There came a shuffling sound that, in the stony cavern, seemed to come from everywhere at once. Selena noticed movement, and a portly man of about sixty years, bundled in a fur seal coat and matching hat, emerged on the rocky loft above. He peered down at the visitors a moment,
and then hobbled down, gripping tightly to the railing that creaked under his weight. His face was covered in windpaint, though it was flaking off as if he’d applied it days earlier. His bushy beard was littered with scraps of brown and white.
“There’s no need for bellowing, Tunney.

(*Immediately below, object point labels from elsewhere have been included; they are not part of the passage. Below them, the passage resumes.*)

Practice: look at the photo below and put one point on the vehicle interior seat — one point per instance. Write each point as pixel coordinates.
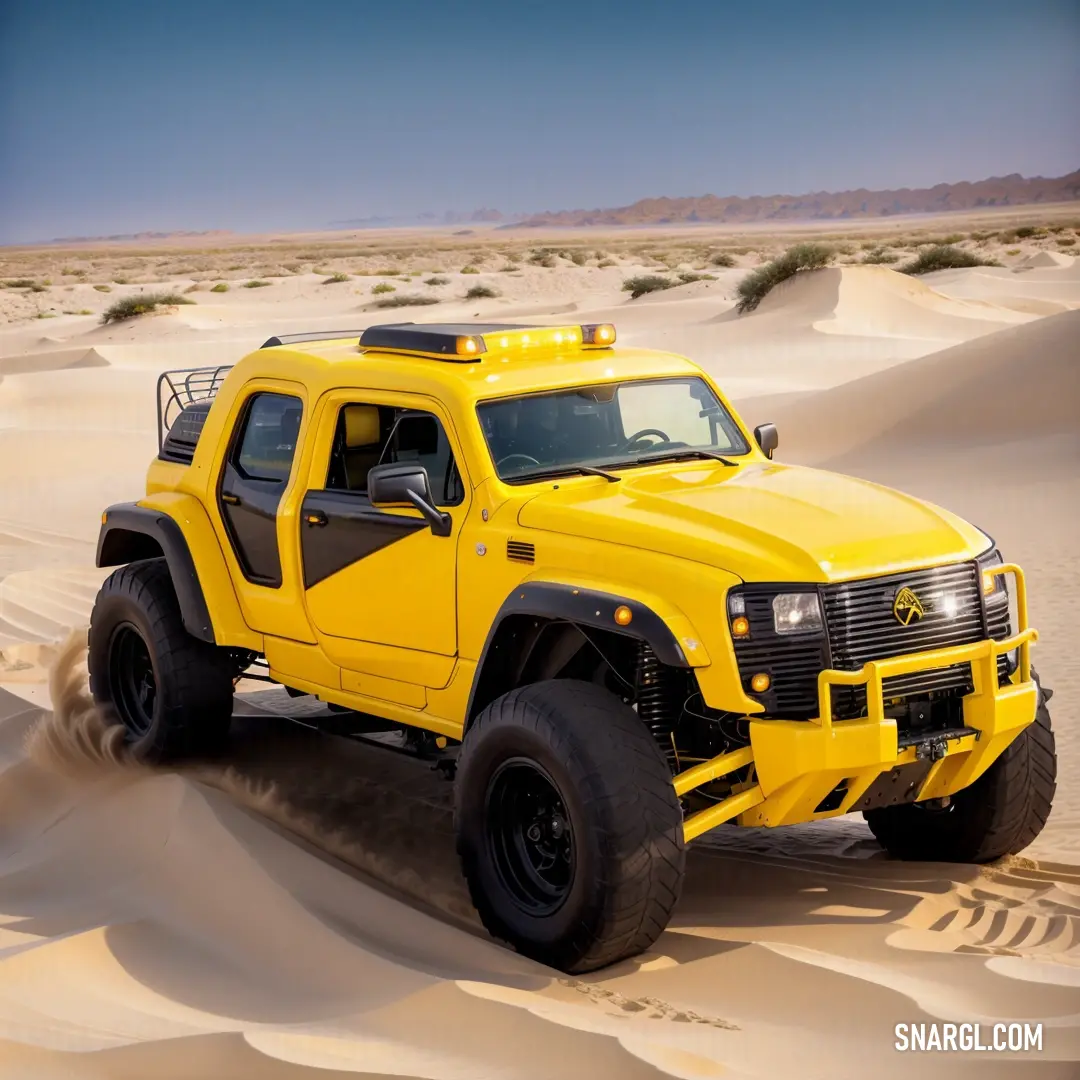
(363, 445)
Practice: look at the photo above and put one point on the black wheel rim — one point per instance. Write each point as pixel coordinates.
(134, 689)
(530, 837)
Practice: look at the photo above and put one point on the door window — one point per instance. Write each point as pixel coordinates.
(265, 450)
(368, 435)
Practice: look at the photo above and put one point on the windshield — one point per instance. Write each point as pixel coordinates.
(617, 423)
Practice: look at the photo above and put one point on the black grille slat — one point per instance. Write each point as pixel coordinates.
(862, 628)
(521, 551)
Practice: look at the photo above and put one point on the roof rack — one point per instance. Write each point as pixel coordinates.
(315, 336)
(181, 388)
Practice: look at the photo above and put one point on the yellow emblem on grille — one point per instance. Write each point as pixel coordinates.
(907, 607)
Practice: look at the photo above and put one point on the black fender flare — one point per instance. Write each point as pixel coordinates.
(131, 532)
(584, 607)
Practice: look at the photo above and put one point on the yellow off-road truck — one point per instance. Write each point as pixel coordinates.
(567, 568)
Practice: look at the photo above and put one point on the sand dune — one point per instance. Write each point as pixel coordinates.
(1022, 382)
(296, 910)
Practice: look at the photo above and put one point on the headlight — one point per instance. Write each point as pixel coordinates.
(991, 582)
(796, 613)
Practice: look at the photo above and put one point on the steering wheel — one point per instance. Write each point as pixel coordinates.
(638, 435)
(521, 458)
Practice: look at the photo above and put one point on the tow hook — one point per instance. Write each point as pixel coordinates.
(932, 750)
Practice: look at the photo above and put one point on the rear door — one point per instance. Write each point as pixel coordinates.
(255, 493)
(254, 480)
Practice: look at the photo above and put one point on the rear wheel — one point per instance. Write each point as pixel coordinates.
(172, 692)
(569, 829)
(999, 814)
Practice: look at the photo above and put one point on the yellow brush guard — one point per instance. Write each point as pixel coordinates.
(796, 764)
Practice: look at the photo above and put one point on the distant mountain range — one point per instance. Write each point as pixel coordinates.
(1012, 190)
(137, 235)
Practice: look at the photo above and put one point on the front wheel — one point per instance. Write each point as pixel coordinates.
(172, 692)
(999, 814)
(568, 826)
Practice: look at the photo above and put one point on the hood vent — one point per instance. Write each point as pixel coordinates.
(521, 551)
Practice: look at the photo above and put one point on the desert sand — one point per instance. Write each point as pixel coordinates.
(298, 912)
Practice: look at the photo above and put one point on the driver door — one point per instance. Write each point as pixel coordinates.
(379, 586)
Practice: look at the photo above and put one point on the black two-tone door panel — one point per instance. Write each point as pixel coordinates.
(254, 478)
(340, 528)
(250, 512)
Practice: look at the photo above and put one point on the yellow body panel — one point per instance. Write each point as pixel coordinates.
(402, 632)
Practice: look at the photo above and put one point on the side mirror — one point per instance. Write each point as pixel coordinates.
(767, 437)
(404, 484)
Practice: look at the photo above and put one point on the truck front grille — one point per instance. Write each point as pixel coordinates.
(862, 626)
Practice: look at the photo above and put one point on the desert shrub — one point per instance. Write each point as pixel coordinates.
(132, 306)
(646, 283)
(944, 257)
(405, 301)
(757, 284)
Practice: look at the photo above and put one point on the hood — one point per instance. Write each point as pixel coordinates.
(763, 521)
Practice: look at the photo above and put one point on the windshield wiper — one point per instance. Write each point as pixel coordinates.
(678, 455)
(567, 471)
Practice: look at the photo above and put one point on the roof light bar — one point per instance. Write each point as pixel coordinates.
(598, 334)
(471, 341)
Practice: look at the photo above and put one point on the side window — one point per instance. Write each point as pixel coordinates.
(369, 435)
(268, 443)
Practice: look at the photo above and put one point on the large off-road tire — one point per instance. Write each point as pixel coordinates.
(568, 827)
(172, 692)
(999, 814)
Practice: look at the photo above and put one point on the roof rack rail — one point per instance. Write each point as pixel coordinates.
(313, 336)
(181, 388)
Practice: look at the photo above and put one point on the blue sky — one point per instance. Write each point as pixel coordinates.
(119, 116)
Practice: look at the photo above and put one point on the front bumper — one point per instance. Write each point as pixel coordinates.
(808, 769)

I can hear you plain enough.” At the bottom of the stairs he examined the small assemblage. “So?”
Selena shared a glance with Tunney.
“Now, Byric,” the captain chided. “I been telling me friends here ‘bout yer great hospitality. They got plenty o’ questions fer you; just the sort you like. You aim to make a liar out o’ me do ya?”
Byric crossed his arms over his barrel chest. “My hospitality is offered so long as everyone keeps their bloody hands to themselves until they get my say-so.”
Tunney guffawed. “Gods, man. Twenty years since yer precious book was ripped and yer still sore? Well, wouldn’t you know it, but these here folk are all ‘bout asking after the Bazira who affronted you so terrible.” He turned to Selena. “I’d forgotten to mention yer witch lost her welcome here afore she departed Nanokar, on account of her messing up one o’ Byric’s musty old books.”
Byric snorted. “That musty old book was an illuminated manuscript from the Age of Tranquility. Aye, she ‘messed it’ when she tore out a page as if she meant to wipe her arse with it.” He turned his gaze on Selena and the others. “You want to know about Accora, eh? Who’s asking?”
“I’m Selena Koren, Paladin of the Shining face. This is Niven Mattias, a healer of the same, and Captain Julian Tergus of the Black Storm.”
The man warmed not at all to her introductions but stared at her with dark eyes shrouded in bushy brows that glinted with intelligence.
“Your library is quite unique,” Selena said. “Exceptional. Would you mind showing us some of its treasures?”
Some of the coolness in Byric’s expression melted. He narrowed his eyes at her. “Perhaps. But might I have a look at your treasure first, lady?”